Rijkert Knoppers
Het in Leuven gevestigde onderzoekscentrum IMEC heeft nieuwe thermofotovoltaïsche cellen ontwikkeld die veel beter presteren dan eerder ontwikkelde systemen. Hiermee komt de marktintroductie een stap dichterbij.
Thermofotovoltaïsche systemen maken elektriciteit uit afvalwarmte, die bijvoorbeeld vrijkomt bij industriële processen. Ook kunnen de systemen de efficiëntie van verwarmingsinstallaties in woningen verhogen door de warmte van bijvoorbeeld cv-ketels te gebruiken voor het maken van elektriciteit. De thermofotovoltaïsche cellen, die gemaakt zijn van III-V materiaal zoals germanium, werken bij een temperatuur die rond de 750 tot 1250 graden Celsius ligt. Tot nu toe was de geproduceerde elektrische stroom te duur om deze techniek succesvol toe te passen, maar het Belgische IMEC heeft nu een verbeterd productieproces ontwikkeld. In plaats van het fabriceren van de cellen op een spiegelglans gepolijst oppervlak, wat noodzakelijk was voor de juiste structurele groei van de III-V lagen, maken de onderzoekers van IMEC nu gebruik van diffusie en benutten ze amorf silicium voor de actieve laag.

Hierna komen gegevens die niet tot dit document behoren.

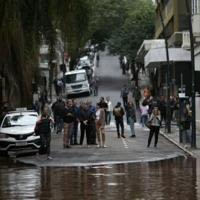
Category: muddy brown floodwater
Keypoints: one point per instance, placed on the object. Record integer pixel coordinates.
(176, 179)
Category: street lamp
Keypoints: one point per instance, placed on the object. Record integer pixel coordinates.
(193, 136)
(168, 111)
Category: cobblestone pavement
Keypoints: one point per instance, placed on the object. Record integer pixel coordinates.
(119, 150)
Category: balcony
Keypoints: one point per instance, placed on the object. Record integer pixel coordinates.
(186, 40)
(196, 26)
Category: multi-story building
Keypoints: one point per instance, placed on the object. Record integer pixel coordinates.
(196, 31)
(175, 20)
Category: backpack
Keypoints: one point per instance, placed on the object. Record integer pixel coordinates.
(43, 127)
(118, 112)
(125, 92)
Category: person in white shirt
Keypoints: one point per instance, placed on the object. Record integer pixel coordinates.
(144, 109)
(155, 120)
(109, 110)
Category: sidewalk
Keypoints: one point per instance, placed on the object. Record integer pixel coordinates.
(120, 150)
(174, 138)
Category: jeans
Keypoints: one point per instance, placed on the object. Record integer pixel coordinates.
(153, 130)
(68, 129)
(85, 129)
(144, 119)
(73, 139)
(108, 117)
(120, 123)
(186, 136)
(131, 124)
(59, 123)
(45, 144)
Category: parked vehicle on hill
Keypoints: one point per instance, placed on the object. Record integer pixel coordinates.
(76, 82)
(17, 132)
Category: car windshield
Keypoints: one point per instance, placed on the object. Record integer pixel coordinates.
(74, 78)
(19, 120)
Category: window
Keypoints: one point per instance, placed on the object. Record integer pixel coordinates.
(195, 6)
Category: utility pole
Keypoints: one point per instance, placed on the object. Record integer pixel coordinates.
(193, 136)
(168, 117)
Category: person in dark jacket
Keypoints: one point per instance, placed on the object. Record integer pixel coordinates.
(69, 118)
(131, 115)
(73, 140)
(58, 108)
(118, 112)
(43, 129)
(155, 120)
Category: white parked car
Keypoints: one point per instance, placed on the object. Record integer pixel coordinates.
(76, 82)
(17, 132)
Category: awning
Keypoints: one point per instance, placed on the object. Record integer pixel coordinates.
(156, 57)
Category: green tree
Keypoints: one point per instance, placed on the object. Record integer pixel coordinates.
(24, 25)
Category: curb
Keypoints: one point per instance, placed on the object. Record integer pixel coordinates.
(177, 144)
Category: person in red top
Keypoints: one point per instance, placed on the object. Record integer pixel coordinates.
(69, 118)
(43, 129)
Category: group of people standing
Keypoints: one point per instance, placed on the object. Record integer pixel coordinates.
(68, 116)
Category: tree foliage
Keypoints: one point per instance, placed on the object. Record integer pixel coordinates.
(123, 24)
(24, 24)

Daarnaast zijn germaniumsubstraten toegepast met een speciaal ontwikkelde oppervlakteafwerking. De productiekosten van deze aanpak zijn niet alleen lager, door het ruwe oppervlak is ook de omzettingsefficiëntie van warmte naar elektriciteit hoger.
Â
Ook onderzoekers van de Amerikaanse Stanford University gebruiken afvalwarmte voor het produceren van elektrische stroom, maar in dit nieuwe proces gaat het om fotovoltaïsche zonnecellen. Over het algemeen wekken zonnecellen minder elektriciteit op naarmate de temperatuur hoger ligt, maar een team onder leiding van Nick Melosh, hoogleraar in de materiaalkunde, zegt dat dankzij de inzet van hoge temperatuur halfgeleidermateriaal een rendement van 55 tot 60 procent te halen zou zijn, veel meer dan dat van gangbare zonnecellen. De Amerikanen bedekten in een zogeheten process enhanced thermionic emission (PETE) proces is het halfgeleidermateriaal galliumnitraat met een dunne laag van cesium. Hierdoor kunnen de zonnecellen bij temperaturen van meer dan 200 graden elektriciteit opwekken. Er is hierbij nog discussie of galliumnitraat het meest geschikte materiaal is, of dat bijvoorbeeld galliumarsenide beter zou werken. ‘Het PETE proces kan de haalbaarheid van zonne-energie een flinke stimulans geven’, aldus Melosh. ‘Zelfs als we niet het perfecte rendement halen, laten we zeggen dat we het rendement van de conversie van zonlicht met tien procent verbeteren, dan gaan we van een efficiency van twintig naar dertig procent. Dat is toch een algehele toename van vijftig procent.’ Volgens Melosh zouden de zonnecellen te gebruiken zijn bij zowel geconcentreerde pv-installaties als bij zonthermische krachtinstallaties, in beide gevallen versterken spiegels of lenzen het zonlicht.